Minerals are wealth. Mining is the sale of this wealth. The value of the mineral in the ground is the sale price minus the total costs of extracting the mineral, including a normal profit for the sub-contractor / extractor. Since mineral owners are selling their minerals, their goal must be to achieve zero loss. This is a fair situation as at zero loss, the extractor is earning a normal profit. We can define:
Loss = In-situ mineral value minus the consideration received in exchange for the mineral.
Loss Rate = Loss divided by In-situ mineral value.

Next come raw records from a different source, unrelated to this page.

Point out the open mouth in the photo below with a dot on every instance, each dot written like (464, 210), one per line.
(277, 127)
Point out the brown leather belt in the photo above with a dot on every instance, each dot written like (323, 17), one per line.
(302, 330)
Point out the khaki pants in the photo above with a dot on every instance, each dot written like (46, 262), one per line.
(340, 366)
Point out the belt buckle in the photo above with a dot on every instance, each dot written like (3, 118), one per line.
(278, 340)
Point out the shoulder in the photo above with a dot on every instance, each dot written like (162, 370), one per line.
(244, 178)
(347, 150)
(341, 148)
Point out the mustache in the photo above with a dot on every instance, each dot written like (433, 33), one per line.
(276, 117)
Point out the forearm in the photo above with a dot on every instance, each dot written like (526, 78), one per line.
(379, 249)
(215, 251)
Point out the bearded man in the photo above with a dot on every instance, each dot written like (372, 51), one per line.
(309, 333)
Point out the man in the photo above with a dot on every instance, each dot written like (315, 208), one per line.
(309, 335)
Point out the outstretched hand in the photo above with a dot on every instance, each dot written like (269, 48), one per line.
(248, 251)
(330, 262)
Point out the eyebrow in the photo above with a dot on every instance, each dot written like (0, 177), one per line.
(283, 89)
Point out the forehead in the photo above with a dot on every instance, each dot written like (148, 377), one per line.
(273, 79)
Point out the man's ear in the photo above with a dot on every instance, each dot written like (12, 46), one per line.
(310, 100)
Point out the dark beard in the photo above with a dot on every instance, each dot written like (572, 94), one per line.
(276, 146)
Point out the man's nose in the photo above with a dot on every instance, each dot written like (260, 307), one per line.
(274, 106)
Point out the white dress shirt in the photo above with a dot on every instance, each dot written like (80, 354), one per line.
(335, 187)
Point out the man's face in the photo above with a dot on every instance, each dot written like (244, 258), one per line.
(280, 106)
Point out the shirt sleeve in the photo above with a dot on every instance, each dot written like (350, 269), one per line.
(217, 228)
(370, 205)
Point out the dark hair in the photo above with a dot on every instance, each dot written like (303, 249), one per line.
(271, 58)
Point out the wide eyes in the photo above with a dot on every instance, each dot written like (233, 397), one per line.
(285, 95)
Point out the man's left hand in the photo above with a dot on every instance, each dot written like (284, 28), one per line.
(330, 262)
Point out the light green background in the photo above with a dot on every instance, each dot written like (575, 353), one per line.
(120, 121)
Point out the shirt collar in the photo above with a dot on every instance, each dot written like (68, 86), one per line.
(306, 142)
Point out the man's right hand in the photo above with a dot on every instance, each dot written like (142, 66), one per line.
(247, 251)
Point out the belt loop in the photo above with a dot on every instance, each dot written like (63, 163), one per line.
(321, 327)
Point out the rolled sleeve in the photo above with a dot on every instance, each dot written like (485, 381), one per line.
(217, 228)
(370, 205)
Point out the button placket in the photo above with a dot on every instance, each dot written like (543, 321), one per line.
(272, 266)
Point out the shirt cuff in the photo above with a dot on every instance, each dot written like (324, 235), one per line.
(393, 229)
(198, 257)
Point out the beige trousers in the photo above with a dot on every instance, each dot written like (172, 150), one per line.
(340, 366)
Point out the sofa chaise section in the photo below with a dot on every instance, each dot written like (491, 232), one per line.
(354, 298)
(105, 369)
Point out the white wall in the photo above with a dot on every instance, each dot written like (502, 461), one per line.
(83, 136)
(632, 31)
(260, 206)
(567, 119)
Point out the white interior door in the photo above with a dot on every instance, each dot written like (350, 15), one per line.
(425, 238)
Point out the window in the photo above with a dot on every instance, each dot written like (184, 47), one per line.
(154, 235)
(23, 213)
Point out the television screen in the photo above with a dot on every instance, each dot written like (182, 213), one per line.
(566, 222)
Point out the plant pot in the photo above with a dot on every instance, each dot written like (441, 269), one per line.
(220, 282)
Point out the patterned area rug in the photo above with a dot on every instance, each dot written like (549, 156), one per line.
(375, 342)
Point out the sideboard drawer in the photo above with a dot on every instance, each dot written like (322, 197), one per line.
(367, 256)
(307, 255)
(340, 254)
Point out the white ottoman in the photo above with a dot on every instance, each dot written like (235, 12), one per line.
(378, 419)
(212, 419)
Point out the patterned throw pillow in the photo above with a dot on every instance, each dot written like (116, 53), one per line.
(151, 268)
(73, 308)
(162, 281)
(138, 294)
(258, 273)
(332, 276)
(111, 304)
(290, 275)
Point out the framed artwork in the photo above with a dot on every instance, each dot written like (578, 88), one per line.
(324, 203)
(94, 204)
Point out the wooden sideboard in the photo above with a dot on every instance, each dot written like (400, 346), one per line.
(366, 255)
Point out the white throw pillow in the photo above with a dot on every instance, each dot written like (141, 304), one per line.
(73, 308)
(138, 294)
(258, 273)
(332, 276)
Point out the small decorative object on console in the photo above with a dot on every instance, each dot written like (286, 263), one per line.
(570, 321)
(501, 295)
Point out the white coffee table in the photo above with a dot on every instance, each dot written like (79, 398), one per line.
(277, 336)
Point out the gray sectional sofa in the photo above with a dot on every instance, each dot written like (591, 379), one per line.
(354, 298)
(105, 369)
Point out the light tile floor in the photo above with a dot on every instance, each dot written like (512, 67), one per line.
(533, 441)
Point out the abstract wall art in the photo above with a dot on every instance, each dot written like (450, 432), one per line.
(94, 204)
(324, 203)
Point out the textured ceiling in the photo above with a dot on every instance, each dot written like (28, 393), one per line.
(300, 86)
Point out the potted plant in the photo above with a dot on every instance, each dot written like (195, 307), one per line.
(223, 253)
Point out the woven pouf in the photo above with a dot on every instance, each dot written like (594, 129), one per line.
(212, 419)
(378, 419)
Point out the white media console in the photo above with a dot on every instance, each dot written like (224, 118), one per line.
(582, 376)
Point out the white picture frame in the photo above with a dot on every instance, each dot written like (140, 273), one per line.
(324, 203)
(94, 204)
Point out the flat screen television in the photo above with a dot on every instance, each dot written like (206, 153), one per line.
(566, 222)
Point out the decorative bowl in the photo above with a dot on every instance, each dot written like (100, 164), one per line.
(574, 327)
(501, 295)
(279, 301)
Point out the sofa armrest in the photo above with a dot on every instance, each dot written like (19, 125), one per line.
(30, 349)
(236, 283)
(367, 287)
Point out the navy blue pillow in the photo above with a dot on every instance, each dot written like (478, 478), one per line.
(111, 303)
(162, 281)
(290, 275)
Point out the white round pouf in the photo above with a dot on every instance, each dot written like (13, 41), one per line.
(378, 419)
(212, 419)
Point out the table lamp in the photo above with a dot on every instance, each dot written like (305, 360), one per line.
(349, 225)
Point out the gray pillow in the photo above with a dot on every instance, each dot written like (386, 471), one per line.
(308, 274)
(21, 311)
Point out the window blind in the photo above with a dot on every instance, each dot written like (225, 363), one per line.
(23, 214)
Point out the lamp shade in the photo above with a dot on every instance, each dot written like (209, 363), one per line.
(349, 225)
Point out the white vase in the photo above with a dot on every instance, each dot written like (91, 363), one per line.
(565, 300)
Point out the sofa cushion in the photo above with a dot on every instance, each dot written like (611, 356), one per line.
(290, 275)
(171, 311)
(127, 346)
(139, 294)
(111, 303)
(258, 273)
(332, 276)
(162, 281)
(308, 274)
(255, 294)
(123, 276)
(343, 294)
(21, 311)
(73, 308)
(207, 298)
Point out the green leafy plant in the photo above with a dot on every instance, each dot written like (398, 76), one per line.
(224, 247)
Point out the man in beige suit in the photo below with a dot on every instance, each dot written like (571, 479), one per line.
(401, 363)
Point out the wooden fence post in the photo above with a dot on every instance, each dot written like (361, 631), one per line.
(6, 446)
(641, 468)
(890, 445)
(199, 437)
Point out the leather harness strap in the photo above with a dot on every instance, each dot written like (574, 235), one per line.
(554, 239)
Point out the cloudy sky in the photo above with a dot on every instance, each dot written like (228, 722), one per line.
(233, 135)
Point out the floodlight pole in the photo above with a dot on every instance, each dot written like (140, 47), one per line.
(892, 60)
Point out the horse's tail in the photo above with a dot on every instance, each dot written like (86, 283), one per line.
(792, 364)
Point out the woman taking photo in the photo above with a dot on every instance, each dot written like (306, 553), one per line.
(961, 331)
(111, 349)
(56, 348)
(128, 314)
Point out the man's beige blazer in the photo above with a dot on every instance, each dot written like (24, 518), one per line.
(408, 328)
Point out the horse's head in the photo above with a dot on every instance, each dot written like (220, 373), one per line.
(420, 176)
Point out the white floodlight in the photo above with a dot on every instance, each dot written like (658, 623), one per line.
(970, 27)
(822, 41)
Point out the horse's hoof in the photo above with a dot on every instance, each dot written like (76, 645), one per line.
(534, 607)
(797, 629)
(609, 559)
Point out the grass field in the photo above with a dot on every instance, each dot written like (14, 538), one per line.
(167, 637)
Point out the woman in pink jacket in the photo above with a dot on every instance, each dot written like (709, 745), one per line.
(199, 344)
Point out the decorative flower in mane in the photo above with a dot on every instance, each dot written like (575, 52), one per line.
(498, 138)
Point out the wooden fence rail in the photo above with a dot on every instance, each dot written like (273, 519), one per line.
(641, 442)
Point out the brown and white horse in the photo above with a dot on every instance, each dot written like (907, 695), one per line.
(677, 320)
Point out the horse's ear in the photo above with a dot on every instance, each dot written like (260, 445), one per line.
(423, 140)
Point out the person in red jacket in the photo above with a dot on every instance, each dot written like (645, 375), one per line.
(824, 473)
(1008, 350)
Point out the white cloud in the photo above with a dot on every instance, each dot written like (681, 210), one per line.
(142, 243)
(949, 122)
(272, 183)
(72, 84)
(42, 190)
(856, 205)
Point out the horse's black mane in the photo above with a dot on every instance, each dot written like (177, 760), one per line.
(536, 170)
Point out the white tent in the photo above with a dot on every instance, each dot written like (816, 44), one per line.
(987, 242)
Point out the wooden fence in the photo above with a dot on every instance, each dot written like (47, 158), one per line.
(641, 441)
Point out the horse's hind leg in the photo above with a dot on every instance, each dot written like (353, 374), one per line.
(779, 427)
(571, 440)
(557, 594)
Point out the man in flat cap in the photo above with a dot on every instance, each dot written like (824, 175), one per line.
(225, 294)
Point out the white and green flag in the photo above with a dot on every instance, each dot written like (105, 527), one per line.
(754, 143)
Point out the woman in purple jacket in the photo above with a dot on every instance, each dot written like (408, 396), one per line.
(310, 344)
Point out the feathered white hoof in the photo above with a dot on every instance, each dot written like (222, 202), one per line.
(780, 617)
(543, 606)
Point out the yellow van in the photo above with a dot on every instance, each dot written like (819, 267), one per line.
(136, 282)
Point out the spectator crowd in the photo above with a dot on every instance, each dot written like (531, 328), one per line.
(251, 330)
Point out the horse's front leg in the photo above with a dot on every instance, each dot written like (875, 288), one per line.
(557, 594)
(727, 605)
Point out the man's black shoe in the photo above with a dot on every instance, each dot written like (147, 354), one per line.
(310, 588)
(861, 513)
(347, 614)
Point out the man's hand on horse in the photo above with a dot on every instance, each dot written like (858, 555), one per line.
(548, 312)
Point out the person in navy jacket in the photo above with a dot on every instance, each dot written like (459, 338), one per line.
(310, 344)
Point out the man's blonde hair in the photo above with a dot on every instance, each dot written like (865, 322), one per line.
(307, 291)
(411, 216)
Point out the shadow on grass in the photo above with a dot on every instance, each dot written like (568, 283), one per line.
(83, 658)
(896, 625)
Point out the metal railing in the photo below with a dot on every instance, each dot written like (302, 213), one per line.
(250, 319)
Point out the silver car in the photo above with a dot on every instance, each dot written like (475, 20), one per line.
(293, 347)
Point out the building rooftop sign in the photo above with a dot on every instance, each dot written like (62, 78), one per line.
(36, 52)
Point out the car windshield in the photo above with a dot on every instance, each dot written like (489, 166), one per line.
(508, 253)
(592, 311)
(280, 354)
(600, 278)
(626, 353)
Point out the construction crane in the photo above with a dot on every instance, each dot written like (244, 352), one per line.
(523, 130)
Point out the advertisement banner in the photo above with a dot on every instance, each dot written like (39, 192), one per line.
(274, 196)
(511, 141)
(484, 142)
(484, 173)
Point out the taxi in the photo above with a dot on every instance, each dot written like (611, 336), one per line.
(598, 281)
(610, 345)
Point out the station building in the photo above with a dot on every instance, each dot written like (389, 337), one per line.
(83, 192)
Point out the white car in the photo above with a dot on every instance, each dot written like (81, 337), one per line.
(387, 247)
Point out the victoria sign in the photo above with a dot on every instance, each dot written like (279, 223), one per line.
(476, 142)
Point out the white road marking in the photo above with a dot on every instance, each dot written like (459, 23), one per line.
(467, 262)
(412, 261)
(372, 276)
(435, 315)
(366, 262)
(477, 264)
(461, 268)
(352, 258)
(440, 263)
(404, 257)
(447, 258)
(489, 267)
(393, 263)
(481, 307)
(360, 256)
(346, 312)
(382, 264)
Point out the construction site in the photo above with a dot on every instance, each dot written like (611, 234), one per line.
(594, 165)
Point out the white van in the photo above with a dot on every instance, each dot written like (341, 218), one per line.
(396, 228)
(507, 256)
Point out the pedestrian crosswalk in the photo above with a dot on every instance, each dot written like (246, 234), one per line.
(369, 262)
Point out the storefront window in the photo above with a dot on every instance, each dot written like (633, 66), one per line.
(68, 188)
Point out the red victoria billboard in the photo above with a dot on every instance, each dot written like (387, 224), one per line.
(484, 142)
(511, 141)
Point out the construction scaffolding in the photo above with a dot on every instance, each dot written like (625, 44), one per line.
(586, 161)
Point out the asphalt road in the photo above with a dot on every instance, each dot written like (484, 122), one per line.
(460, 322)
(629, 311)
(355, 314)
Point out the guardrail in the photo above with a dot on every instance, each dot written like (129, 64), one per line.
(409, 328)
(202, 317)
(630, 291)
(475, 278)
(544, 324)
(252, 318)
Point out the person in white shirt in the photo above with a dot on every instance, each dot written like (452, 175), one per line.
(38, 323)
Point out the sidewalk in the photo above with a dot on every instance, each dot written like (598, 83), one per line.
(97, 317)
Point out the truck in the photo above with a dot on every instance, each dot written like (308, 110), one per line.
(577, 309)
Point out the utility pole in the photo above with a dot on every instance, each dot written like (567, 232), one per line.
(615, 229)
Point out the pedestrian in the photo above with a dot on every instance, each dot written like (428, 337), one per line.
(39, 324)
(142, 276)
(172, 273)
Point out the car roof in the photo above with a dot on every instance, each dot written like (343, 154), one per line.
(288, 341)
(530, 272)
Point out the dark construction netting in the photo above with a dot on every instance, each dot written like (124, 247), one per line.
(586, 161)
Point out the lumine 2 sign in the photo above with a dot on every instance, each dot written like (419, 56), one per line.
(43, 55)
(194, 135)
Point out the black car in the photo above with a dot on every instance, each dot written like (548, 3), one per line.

There are many methods to calculate Loss and Loss Rates. This piece is an ongoing compendium of studies that have estimated or have enough data to calculate Loss & Loss Rates. If you know of others, please do contact us.
Note: There are some world estimates by the IMF and the World Bank that are linked below. Also, there are estimates from Bolivia, Namibia & Norway that result in negative losses, which is clearly unlikely over long periods – they have been included in the text below but not in the table. One estimate for Norway uses a completely different method to estimate a 50% loss rate since 2000. There are clear signs of losses in Canada and the US, but no good estimates so far.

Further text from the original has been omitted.